Deux pays jeunes, membres de l’Union européenne
La Tchécoslovaquie, née en 1918 du démembrement de l’empire austro-hongrois, fut occupée par les Allemands pendant la Seconde guerre mondiale, puis passa dans la zone d’influence soviétique de 1945 à 1989 jusqu’à la « chute du Mur ». Après une courte période de vie commune, les deux principales régions composant le pays se séparèrent, pour former d’une part la République tchèque (ou Tchéquie, Cesko) et d’autre part la Slovaquie (Slovensko). Elles sont membres de l’UE depuis 2004, mais seule la Slovaquie a adopté l’Euro (depuis 2009), la Tchéquie ayant gardé sa monnaie nationale, la couronne tchèque (CZK) avec 1€= 25 CZK (mai 2018).
La Tchéquie est quasiment deux fois plus grande que la Slovaquie (79 000 km2 et 10,6 Mio d’habitants dont 73 % urbaine pour la Première et 49 000 km2 et 5,5 Mio d’habitants dont 53% urbaine aussi pour la seconde). La ruralité plus grande de la Slovaquie se mesure aussi au fait que l’agriculture représente 3,7% de son PIB (contre 2,5 en Tchéquie), une valeur proche de celle de la Grèce (France 1,6 %, Belgique 0,7 % et Allemagne 0,6 %).
Leurs économies sont principalement tournées vers leur voisins directs : plus de 30 % des produits importés en Tchéquie viennent d’Allemagne (environ 10 % de Pologne), l’Allemagne étant également le fournisseur n°1 de la Slovaquie (20 % des importations), suivie de la Tchéquie (17 %) et de l’Autriche (10%). La France n’est que le 8e fournisseur des deux pays.

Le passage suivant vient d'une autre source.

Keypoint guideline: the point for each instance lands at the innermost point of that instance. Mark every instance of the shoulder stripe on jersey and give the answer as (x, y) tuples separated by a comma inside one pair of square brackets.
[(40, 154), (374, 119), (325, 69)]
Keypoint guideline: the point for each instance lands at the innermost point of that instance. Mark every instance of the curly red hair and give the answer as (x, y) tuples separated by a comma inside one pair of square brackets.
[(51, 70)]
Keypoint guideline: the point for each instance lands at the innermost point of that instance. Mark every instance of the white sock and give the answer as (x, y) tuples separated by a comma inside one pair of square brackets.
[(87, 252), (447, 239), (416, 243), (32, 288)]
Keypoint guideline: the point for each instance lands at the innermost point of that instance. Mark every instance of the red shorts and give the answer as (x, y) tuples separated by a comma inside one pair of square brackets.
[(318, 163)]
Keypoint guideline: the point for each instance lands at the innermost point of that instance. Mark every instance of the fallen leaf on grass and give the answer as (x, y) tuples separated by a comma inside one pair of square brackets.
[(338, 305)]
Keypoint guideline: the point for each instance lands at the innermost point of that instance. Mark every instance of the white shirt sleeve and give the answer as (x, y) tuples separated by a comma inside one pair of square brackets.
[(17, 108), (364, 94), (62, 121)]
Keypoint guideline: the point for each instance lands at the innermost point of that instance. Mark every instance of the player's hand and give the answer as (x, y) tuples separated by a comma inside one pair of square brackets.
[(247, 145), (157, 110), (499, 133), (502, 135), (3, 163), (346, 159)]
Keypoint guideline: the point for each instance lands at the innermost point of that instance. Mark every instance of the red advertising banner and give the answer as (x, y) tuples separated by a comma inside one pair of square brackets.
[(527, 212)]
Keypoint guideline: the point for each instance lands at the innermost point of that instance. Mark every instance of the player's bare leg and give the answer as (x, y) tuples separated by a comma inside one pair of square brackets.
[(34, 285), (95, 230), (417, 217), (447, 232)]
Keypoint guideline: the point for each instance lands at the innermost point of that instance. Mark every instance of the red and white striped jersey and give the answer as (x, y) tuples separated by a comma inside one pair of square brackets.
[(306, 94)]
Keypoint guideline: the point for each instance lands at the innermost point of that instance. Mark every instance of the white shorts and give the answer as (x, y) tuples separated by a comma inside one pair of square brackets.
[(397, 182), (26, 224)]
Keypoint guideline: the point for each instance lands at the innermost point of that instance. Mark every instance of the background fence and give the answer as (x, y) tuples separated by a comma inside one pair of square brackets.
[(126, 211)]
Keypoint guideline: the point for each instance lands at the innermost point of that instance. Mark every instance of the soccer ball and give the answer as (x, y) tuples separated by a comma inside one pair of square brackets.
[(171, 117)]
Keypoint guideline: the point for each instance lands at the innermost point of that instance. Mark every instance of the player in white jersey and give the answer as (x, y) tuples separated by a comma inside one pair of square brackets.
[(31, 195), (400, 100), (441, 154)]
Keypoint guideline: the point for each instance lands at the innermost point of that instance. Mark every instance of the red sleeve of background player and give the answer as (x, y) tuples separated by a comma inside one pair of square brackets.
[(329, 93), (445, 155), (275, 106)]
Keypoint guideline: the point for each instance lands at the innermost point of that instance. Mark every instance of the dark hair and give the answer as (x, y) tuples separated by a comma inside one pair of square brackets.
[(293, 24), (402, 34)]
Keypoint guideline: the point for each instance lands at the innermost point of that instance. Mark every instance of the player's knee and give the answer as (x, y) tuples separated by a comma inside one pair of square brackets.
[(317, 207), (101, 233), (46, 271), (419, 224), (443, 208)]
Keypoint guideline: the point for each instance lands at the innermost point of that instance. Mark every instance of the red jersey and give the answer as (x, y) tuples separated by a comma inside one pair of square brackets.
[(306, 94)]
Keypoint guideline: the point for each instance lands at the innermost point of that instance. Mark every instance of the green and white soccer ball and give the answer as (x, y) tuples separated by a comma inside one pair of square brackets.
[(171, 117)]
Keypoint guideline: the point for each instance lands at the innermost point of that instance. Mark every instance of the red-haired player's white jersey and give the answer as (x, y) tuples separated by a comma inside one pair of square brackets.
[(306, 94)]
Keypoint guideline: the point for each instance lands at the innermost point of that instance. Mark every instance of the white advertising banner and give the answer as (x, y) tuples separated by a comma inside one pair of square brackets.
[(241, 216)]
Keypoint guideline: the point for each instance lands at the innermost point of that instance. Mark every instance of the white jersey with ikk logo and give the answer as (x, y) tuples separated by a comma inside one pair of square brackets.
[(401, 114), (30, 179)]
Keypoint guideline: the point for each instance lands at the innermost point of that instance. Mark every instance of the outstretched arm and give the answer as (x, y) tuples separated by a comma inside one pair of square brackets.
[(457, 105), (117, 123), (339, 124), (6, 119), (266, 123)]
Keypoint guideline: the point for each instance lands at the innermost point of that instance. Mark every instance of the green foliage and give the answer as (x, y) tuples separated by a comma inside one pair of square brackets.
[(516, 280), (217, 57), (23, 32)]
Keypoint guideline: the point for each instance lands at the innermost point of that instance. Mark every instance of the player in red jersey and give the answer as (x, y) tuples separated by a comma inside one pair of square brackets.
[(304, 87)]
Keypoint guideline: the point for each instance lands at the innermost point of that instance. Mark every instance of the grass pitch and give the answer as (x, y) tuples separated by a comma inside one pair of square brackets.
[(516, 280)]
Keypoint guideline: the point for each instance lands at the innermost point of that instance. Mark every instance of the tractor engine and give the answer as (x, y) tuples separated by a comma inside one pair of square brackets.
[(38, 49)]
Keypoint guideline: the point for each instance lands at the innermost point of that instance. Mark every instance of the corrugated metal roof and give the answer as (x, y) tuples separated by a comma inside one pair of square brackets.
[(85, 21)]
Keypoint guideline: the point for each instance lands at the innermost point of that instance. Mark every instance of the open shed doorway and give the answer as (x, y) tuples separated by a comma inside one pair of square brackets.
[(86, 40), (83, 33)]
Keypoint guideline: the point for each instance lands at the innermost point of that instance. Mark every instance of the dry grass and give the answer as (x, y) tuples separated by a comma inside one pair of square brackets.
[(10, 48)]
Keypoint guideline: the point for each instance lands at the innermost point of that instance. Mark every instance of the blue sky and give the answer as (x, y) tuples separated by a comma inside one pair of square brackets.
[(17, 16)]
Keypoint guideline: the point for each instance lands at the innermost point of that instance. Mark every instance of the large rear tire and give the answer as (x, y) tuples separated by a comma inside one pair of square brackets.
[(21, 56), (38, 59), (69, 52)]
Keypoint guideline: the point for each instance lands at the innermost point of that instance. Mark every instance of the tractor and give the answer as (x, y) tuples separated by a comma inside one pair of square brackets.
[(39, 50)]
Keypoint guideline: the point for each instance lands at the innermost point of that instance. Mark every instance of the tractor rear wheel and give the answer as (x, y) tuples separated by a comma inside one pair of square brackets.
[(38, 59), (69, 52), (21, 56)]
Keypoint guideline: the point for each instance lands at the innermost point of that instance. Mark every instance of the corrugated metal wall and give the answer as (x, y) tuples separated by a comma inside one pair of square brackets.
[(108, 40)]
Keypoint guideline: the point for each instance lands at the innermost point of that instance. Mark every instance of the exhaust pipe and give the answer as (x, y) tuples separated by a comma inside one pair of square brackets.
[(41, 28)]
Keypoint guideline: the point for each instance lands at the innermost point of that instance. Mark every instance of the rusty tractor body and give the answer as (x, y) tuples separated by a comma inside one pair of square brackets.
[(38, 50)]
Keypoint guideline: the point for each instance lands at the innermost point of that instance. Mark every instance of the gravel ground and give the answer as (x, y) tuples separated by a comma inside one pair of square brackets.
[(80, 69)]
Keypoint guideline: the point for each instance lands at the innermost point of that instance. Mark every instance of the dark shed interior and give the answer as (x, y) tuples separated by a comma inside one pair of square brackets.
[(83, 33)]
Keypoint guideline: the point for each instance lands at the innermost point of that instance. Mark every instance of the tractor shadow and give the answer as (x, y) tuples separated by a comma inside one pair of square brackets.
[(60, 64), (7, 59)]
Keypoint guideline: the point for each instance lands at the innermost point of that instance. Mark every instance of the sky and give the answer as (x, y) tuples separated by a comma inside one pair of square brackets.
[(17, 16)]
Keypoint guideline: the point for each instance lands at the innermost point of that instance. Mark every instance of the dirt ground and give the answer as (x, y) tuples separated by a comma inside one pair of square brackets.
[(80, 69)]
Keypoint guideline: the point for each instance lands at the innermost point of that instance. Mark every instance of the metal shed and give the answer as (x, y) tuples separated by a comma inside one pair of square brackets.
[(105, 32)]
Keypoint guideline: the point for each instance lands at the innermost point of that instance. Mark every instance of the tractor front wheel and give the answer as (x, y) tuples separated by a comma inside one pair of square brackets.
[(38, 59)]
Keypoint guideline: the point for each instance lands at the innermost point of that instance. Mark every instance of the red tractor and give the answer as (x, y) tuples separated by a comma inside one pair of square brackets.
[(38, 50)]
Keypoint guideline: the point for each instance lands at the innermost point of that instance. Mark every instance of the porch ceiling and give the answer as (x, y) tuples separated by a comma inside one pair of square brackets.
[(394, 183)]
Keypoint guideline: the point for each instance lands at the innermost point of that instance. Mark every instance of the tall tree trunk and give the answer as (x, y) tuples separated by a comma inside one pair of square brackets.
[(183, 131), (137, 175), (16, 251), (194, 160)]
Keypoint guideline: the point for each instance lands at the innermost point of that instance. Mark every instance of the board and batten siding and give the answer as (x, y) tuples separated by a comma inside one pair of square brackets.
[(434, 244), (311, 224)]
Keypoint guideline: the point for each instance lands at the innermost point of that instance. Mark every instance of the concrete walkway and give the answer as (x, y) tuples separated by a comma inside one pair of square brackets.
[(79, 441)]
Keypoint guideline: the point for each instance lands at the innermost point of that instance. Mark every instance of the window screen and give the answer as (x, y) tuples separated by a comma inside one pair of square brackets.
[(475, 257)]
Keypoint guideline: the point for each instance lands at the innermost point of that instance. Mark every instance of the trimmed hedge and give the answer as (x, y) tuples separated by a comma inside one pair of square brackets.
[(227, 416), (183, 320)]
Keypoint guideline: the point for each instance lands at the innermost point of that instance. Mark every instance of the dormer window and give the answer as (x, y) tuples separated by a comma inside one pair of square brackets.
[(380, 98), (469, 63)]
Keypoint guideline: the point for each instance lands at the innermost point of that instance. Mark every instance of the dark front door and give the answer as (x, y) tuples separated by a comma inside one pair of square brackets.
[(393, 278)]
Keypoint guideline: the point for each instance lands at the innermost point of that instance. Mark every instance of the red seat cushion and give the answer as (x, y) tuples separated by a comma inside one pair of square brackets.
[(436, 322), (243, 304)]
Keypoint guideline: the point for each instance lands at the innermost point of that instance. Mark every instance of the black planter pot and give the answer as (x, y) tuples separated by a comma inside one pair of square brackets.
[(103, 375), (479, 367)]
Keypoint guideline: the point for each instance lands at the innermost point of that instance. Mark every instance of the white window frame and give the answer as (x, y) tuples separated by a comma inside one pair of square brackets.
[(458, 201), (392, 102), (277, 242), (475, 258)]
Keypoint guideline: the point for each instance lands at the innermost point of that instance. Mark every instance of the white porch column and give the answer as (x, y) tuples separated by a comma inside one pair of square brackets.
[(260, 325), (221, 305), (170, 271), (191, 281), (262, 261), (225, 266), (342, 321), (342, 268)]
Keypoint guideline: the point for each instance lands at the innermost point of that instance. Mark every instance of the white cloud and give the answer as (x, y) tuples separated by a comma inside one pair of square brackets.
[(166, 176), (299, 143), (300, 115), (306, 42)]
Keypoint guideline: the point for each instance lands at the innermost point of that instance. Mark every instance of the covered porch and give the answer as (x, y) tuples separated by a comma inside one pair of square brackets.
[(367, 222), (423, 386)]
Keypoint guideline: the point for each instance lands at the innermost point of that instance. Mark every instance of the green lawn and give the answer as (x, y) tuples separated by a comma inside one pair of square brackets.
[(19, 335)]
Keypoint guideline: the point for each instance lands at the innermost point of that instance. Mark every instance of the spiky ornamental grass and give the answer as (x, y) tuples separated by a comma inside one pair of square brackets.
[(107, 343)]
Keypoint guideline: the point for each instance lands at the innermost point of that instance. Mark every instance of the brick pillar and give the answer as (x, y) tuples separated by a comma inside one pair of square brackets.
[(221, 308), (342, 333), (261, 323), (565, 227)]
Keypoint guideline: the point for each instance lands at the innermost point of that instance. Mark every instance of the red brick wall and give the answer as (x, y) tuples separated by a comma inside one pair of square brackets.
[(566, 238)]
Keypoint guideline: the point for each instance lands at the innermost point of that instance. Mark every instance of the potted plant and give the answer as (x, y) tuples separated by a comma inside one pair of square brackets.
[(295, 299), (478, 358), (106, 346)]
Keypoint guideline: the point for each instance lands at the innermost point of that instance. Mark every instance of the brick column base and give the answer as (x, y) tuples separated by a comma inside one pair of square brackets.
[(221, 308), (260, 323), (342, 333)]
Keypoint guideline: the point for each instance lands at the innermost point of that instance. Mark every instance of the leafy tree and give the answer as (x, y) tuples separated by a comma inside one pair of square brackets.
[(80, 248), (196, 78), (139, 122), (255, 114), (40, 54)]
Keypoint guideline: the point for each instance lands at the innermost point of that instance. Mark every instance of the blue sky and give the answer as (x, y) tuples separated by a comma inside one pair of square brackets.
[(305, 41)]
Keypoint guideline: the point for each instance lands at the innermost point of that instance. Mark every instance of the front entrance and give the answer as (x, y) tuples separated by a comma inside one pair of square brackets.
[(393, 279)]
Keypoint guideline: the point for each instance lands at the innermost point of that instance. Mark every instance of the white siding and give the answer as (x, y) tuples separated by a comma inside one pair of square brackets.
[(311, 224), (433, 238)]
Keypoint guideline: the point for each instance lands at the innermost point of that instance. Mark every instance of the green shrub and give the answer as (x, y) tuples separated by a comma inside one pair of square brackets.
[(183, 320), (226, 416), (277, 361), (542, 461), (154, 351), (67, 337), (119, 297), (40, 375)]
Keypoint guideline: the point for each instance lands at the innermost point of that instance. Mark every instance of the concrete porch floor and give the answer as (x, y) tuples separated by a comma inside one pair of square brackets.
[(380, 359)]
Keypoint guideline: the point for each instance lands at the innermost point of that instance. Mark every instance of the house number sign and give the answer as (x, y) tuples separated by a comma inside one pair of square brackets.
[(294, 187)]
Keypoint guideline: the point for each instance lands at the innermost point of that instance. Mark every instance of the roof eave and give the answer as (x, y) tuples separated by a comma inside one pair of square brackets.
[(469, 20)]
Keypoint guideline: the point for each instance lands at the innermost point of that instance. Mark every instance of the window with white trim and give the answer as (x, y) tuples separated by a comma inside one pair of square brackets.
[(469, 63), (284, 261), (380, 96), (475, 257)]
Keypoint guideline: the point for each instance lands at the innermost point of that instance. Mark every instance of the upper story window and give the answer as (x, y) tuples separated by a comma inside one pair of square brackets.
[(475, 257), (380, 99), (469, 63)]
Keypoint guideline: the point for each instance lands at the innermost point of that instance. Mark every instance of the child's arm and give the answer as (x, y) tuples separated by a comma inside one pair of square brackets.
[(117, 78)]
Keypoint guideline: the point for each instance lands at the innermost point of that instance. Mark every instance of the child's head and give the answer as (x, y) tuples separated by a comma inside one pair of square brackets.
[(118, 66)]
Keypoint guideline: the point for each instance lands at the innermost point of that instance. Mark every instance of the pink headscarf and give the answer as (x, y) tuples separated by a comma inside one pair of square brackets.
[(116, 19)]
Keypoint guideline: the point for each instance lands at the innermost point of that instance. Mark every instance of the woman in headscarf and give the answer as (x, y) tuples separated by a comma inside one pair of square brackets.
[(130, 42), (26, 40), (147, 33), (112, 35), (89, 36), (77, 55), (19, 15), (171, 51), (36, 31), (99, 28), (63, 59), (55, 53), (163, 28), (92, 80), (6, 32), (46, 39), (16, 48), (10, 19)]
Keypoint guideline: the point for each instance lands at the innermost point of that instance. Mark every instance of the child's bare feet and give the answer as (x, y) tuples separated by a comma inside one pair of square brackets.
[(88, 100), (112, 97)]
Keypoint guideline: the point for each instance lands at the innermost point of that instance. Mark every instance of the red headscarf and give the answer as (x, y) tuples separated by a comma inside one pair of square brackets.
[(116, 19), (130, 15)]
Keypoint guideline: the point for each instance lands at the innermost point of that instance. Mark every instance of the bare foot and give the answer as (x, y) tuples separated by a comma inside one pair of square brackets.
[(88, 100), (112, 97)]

De tous les anciens pays ex-communistes, c’est la République tchèque, considérée comme un pays stable, prospère et sûr, qui plus industrialisée et la plus développée. La Slovaquie présente une économie plus nuancée, avec une forte
inégalité entre la région occidentale autour de la capitale Bratislava, une des plus développées de l’Union européenne, et les régions défavorisées du centre et de l’est du pays.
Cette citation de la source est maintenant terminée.